Sunday, January 9, 2011

Do Not Go Gentle Into That Good Night

Do not go gentle into that good night,
Old age should burn and rage at close of day;
Rage, rage against the dying of the light.


Though wise men at their end know dark is right,
Because their words had forked no lightning they
Do not go gentle into that good night.

Good men, the last wave by, crying how bright
Their frail deeds might have danced in a green bay,
Rage, rage against the dying of the light.

Wild men who caught and sang the sun in flight,
And learn, too late, they grieved it on its way,
Do not go gentle into that good night.

Grave men, near death, who see with blinding sight
Blind eyes could blaze like meteors and be gay,
Rage, rage against the dying of the light.

And you, my father, there on the sad height,
Curse, bless me now with your fierce tears, I pray.
Do not go gentle into that good night.
Rage, rage against the dying of the light.

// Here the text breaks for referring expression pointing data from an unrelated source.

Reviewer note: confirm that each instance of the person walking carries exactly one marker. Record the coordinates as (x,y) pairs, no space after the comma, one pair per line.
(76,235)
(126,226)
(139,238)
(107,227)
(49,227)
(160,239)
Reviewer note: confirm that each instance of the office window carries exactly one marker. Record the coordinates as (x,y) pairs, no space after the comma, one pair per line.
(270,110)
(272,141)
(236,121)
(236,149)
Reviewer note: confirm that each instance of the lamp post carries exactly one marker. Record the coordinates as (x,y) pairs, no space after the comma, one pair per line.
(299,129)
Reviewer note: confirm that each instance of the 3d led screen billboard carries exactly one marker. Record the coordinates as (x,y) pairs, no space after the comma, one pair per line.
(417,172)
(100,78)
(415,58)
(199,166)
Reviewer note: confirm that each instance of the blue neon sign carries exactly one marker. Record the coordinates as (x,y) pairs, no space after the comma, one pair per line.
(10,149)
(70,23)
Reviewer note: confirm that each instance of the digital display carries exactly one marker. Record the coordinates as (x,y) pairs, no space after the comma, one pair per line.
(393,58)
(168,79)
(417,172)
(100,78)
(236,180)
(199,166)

                                                                     ~ Dylan Thomas
This poem was part of the book Matched which I recently finished and something that stuck with me 

Thursday, January 6, 2011

It's a Marshmallow World



The air is cold today with a sharp bite to it.  A storm is moving in, a front from somewhere even colder than here that is promising to bring more snow and wind and ice with it.  The snow from last week’s blizzard still lies in piles on the streets, giant mountains reaching sometimes 10 feet in the air, something I discovered today as I nearly walked into one on my way to work.  We all look like bulky marshmallows as we walk around in our overcoats and scarves and furry boots.  Slightly pissed off marshmallows but still.  I’m not one right now, but I will be in a little while as I’m off to talk to a literary agent about the other side of publishing, the non-publishy part.  But until then I’m just going to look outside and wait for the flakes to start to fall. 

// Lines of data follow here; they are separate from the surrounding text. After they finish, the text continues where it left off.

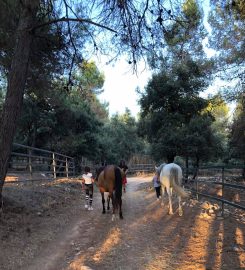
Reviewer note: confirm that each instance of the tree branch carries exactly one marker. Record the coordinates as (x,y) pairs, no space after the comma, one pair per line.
(64,19)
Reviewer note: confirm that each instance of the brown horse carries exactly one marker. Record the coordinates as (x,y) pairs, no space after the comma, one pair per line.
(109,179)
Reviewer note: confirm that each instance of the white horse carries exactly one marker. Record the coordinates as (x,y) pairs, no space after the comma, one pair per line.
(171,179)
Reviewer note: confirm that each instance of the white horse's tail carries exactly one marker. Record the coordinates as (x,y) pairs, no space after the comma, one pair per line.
(174,182)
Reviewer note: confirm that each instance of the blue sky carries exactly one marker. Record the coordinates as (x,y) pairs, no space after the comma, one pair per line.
(120,84)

Wednesday, January 5, 2011

Getting Down to Business

So it’s a new year and it’s time to get serious about this job thing.  Yeah, that little, annoying thing that won’t go away like those weird parasites that live on the side of sharks.  (And yes I’m very proud of that metaphor thank you very much)  Anyway, recently, a friend told me that the old way of getting a job is dead.  That the days of sending out a resume and waiting to hear back that, whammy! you get an interview are long gone.  Nope, today it’s about having contacts, knowing people, which has made me come to realize I don’t.  I thought I did, I have 211 Facebook friends to prove it right? I text all the time to people which has to mean something right?  Again, nope.   

So here I sit at my computer trying to squeeze out any morsel of a contact that I might have acquired in my 22 years of existence.  Maybe the girl who babysat me when I was nine has a friend whose husband knows someone who works at an agency.  Maybe that weird dude who gave me his number at a gas station once actually has a cousin who’s interning for someone who once talked to someone who wrote a book.  So here I sit with my face all scrunched up as I try to remember every single person I’ve ever met to see if it’ll lead somewhere.  Scrunch, scrunch, scrunch.  Anything?  Not yet.  Scrunch, scrunch, scrunch…

On a lighter note a little Christmas elf gave me a Kindle this year and it’s pretty much blowing me away.  Did you just hear that?  That was my mind exploding with the awesomeness of this thing.